Home UpShanghai: Shikumen to Xintiandi

Don't be put off by this esoteric-sounding names, which translate as "stone gate door" and "new heaven and earth." We're looking first at the quintessential housing type of the Chinese middle-classes during the period of the European concessions in Shanghai and, second, at a current attempt to renovate those houses and put them to new uses.

By accident, we've landed in a neighborhood just south of Hong Kong Plaza. It's laid out in massive blocks penetrated by a rectangular network of alleys. Looks like barrack-style slums.

First impression: could this be worker's housing in a socialist paradise?

The short answer is no; it's the work of the same big European firms—Jardine, Sassoon, Hardoon—who built the Bund and Shanghai's European monuments. Their customers in this case, however, were Chinese families fearful of civil unrest (the Taiping rebellion was a fresh memory for many). The safest place was in the European concessions. The French one, granted in 1849, began in a narrow strip north of the Chinese city and including the southern section of the Bund. It was extended west in 1900 and then dramatically so in 1914, by which time it was perhaps four times the size of the Chinese city. North of the French Concession was the International Settlement, a fusion of a British settlement along the northern Bund and an American one to its north and beyond Suzhou Creek. The amalgamation took place in 1863, and the combined settlement was enlarged in 1899, by which time it was larger than the French concession at its maximum. In modern parlance, there was a lot of prime development property here.

The logic was to make as much money as possible, as fast as possible. Blocks were laid out, with shops around the perimeter and with stone-framed gates (shikumen) leading to gated alleys like this one. Houses varied in size but were typically three or five bays wide, with a miniscule courtyard.

A bit of greenery makes them a lot more presentable.

Here's one in good shape, displaying a form so embedded in Shanghai that it has been said that without them there would be no Shanghai and no Shanghainese. A few years ago, this one was derelict, with Party slogans on the wall. Now it's a museum. Here, an upstairs office.

Upstairs bedroom.

A view of the courtyard—a nod to Chinese tradition—and wing rooms.

See Chunlan Zhao's "From *shikumen *to new-style: a rereading of *lilong *housing in modern Shanghai," Journal of Architecture, Spring 2004. Lilong is a broad term, composed of two words, the first meaning neighborhood and the second meaning a street; the idea of the "neighborhood street" conjures up the kind of crowded residential alleys that Jane Jacobs would love.
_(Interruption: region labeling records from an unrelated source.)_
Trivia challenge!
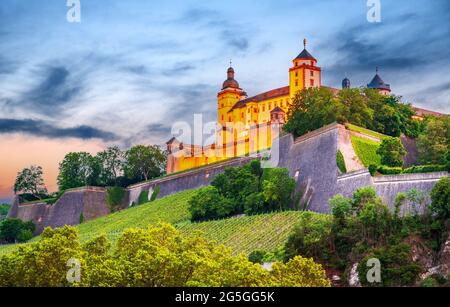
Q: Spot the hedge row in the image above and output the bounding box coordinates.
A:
[369,165,447,175]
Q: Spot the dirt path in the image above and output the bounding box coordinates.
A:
[338,128,366,172]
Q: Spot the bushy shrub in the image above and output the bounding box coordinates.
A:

Zhao contrasts the classic shikumen with germinal forms and with later, 20th century ones lacking the alley entrance gate and perimeter shophouses.

And here we slide over to Xintiandi, the "New Heaven and Earth" redevelopment project of Hong Kong's Shui An group, financed by Vincent Lo. Two blocks of shikumen have been converted into what an American developer would call festive retail. The result, comparable to many renovations in the United States, preserves the historic facade but completely reorganizes the interior space, to the extent of relocating load-bearing walls.

In high irony, on July 23, 1932, the First National Congress of the Communist Part of China met in a *shikumen *that now adjoins Xiantiandi. There's also room here for an exclusive club.

We should drive up in our Rolls.

Juxtaposition: Xintiandi and the New World Tower.